Animals that are paralyzed with loss of bladder control and loss of pain sensation have a guarded-to-unfavorable prognosis.

Dogs with absent deep pain perception that undergo surgery within 12 to 36 hours have a better chance of recovery (more complete and over a shorter time-period) than those in which surgery is delayed [100]. Evaluation of the degree of myelographic spinal cord swelling might also assist in establishing a prognosis in severely affected animals [151]. As a caveat to prognostication, several studies have shown that severity of spinal cord dysfunction, based on clinical signs, does not necessarily predict outcome. In one recent report, 50% of dogs with loss of bladder control and loss of deep pain sensation recovered completely or partially [152].

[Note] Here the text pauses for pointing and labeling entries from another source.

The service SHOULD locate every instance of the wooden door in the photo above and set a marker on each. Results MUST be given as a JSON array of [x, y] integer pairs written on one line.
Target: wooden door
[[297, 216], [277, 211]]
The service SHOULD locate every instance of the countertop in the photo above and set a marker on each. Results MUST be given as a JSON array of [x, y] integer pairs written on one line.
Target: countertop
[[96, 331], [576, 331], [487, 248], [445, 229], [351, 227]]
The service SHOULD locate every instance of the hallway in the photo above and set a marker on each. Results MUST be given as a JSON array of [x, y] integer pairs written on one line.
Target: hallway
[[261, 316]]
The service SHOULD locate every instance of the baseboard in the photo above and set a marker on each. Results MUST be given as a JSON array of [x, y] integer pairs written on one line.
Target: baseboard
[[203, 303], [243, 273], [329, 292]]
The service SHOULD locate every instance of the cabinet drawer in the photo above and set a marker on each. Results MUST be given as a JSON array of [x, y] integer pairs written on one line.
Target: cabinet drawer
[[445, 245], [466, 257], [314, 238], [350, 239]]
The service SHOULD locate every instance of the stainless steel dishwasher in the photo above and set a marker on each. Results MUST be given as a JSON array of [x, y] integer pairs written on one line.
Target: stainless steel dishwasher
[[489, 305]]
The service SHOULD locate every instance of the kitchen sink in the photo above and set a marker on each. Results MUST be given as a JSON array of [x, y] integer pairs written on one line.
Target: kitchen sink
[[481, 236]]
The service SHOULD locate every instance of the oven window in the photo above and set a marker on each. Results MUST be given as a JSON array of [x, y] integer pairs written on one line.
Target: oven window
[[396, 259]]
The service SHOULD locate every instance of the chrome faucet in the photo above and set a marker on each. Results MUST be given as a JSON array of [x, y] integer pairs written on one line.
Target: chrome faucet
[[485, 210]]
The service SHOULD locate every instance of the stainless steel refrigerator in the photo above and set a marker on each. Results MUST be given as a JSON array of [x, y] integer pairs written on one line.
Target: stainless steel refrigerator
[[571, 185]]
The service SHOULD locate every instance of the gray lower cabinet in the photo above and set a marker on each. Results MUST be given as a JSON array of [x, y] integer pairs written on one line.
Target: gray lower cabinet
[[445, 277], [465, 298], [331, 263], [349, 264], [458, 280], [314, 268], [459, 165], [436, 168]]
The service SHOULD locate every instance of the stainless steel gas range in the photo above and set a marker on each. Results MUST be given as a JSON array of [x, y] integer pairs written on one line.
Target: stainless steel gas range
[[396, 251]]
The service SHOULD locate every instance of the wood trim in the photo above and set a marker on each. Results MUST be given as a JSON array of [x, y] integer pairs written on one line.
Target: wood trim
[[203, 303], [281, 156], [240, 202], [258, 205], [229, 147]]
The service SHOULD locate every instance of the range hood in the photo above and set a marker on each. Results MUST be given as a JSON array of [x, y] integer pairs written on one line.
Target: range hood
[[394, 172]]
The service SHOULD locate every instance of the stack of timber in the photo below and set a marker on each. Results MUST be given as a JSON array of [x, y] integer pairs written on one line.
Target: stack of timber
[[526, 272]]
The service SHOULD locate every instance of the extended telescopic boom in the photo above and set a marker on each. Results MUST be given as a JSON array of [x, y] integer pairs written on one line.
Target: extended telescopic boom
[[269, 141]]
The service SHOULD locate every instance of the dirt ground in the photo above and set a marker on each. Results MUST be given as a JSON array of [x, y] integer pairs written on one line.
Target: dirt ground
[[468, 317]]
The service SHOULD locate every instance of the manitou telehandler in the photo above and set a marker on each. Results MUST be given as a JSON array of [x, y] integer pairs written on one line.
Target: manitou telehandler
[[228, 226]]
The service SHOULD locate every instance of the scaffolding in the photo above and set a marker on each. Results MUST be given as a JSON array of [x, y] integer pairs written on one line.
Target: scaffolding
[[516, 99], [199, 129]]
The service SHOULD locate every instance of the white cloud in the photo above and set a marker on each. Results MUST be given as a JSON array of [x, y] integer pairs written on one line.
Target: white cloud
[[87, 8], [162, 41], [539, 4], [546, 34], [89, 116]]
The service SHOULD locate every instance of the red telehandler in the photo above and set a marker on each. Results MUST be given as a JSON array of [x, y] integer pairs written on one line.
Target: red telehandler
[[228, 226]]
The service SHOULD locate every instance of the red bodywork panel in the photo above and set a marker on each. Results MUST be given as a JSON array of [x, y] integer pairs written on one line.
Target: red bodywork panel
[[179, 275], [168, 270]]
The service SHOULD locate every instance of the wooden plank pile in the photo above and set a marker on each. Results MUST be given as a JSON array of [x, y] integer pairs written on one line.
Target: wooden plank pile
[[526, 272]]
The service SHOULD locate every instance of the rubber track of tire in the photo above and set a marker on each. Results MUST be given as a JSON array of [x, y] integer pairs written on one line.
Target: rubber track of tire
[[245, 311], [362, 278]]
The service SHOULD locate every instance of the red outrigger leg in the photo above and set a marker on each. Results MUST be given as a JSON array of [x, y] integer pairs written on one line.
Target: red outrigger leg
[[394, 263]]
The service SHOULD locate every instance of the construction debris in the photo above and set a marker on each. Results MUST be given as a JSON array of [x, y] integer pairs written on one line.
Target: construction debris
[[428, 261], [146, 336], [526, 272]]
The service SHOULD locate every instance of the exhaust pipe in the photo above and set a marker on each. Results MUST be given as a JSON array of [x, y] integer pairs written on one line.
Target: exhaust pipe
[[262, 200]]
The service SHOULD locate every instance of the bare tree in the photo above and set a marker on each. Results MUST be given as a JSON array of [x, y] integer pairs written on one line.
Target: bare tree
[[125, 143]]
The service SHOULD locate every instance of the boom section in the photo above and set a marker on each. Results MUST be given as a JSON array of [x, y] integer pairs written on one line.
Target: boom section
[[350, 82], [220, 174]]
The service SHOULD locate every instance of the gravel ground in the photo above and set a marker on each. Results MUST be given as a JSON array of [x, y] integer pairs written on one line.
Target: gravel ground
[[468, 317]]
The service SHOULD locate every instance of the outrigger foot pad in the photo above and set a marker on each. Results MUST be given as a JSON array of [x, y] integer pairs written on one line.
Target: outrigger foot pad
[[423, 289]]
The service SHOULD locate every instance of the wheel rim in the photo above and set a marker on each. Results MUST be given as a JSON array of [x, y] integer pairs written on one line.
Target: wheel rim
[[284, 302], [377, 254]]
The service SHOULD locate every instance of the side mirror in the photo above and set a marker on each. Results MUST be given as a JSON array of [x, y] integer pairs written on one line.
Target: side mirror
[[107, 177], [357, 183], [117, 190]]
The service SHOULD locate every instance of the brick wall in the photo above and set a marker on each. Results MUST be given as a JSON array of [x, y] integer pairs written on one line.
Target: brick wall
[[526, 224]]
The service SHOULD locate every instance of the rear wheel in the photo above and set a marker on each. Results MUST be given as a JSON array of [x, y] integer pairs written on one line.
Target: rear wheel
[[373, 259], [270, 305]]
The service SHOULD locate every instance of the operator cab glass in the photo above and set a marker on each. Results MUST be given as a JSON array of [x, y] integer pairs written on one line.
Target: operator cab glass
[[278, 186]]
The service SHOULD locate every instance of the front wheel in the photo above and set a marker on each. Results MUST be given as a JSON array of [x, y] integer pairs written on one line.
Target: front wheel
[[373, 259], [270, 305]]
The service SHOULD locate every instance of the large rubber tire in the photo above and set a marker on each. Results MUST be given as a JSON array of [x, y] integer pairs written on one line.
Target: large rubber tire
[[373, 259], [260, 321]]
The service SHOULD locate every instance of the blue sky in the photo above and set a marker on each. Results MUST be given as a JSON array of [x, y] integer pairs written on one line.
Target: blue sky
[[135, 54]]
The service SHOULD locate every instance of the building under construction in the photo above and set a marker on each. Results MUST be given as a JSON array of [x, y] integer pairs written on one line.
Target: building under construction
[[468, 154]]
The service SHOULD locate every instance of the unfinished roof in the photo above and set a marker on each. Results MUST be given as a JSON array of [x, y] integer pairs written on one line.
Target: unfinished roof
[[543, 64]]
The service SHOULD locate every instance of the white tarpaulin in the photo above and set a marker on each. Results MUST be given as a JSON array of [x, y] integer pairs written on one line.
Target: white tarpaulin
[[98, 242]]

A functional scoring system for pelvic limb gait of dogs with acute thoracolumbar spinal cord trauma (from spontaneously-occurring disk disease) has been developed to allow quantification of recovery to be assessed and potentially facilitate evaluation of pharmacotherapeutic clinical trials [153]. Spinal cord evoked potentials and somatosensory potentials may be useful in localizing spinal cord lesions and assessing lesion severity [154,155]. Other evoked potentials such as magnetically elicited transcranial motor evoked potentials may be sensitive indices of severity of spinal cord lesions in dogs with disk disease but do not appear to be reliable predictors of neurologic recovery [156]. In one report involving 10 cats with disk disease, prognosis was adjudged to be most favorable in cats following surgical decompression [96].

Source
Braund’s Clinical Neurology in Small Animals: Localization, Diagnosis and Treatment, Vite C.H. (Ed.)